Nous sommes dans un monde où tout se crée et évolue très vite. Lorsqu’un produit vit, il vit instantanément et très peu de temps. Prenons la mode vestimentaire, les collections sont rapidement modifiées, sur un ou deux mois. On est dans une génération de zapping, et le vin rentre pour moi dans ce phénomène-là.

Quelles sont les solutions que vous préconisez, et quels outils Cap-10 propose-t-il ?

Aujourd’hui, dans notre métier, on a deux approches en tant que concierges : des clients nous confient leur négociation de prix, leur recherche d’approvisionnement, leur création de packaging, ou leur recherche de solutions, en permanence. Mais par ailleurs, depuis deux ans, on a aussi la vocation de porter secours à la filière vinicole pour leur trouver des solutions.

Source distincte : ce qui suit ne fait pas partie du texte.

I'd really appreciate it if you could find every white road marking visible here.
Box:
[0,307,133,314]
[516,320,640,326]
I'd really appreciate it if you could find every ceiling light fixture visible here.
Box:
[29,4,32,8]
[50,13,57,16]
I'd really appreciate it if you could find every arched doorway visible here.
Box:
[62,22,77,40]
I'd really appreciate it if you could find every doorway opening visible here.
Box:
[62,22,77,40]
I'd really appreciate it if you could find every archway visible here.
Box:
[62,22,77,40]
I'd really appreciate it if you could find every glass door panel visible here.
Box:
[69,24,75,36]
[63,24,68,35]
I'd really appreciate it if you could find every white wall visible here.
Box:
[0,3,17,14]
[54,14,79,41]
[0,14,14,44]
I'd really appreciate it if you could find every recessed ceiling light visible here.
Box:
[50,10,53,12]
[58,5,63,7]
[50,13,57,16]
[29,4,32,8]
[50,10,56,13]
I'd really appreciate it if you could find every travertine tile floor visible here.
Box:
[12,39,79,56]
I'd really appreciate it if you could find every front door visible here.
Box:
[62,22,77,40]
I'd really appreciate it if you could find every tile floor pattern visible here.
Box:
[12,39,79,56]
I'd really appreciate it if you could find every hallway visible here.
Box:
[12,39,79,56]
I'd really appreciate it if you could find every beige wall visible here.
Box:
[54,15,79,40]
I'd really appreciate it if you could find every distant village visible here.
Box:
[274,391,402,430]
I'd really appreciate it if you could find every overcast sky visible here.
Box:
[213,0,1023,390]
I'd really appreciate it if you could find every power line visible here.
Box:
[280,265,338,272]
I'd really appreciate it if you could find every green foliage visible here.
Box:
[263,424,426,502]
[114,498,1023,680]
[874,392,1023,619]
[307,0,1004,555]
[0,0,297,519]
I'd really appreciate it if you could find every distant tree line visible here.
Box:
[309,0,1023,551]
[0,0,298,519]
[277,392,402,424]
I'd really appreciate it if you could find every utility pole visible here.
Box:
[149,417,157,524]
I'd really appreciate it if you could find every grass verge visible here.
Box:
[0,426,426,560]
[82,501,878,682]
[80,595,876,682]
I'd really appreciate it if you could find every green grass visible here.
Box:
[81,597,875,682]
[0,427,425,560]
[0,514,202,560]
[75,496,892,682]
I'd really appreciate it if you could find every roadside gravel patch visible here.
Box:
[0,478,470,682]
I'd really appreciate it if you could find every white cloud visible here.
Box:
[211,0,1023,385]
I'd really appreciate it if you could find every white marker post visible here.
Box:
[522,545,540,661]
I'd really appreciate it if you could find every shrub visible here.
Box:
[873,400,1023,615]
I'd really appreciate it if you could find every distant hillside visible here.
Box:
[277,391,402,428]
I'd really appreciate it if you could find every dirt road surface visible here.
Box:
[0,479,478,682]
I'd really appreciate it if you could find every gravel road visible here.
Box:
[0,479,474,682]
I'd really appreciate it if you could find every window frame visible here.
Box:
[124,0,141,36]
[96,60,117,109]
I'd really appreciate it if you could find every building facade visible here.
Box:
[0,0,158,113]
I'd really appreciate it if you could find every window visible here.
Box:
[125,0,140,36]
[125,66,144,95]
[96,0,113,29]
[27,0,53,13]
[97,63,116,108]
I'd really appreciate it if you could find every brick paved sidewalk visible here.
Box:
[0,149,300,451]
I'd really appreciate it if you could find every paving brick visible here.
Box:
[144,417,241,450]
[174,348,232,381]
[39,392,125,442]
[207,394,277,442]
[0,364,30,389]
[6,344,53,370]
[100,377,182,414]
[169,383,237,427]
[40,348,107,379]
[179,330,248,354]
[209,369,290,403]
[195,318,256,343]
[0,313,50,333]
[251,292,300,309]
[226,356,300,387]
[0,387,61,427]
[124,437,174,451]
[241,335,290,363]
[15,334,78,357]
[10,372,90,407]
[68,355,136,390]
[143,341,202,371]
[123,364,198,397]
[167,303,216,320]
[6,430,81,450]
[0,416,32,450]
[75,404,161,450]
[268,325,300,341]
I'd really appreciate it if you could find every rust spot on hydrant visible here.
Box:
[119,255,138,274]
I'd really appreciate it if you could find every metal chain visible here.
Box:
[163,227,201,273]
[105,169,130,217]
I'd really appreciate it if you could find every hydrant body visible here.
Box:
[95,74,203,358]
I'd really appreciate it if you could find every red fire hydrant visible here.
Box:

C’est vrai qu’aujourd’hui, quand un fournisseur vous fait défaut, il faut avoir un réseau assez important pour trouver la solution. Donc on mobilise nos équipes pour arriver à dépanner beaucoup de vignerons et de négoces sur la France entière. Il arrive que certains se retrouvent sans bouteille, sans capsule, sans bouchon. Donc c’était une de nos fiertés : on a beaucoup apprécié la monnaie qui a été rendue par les vignerons, qui ont salué le fait qu’on soit solidaires avec eux pour les aider à trouver une solution.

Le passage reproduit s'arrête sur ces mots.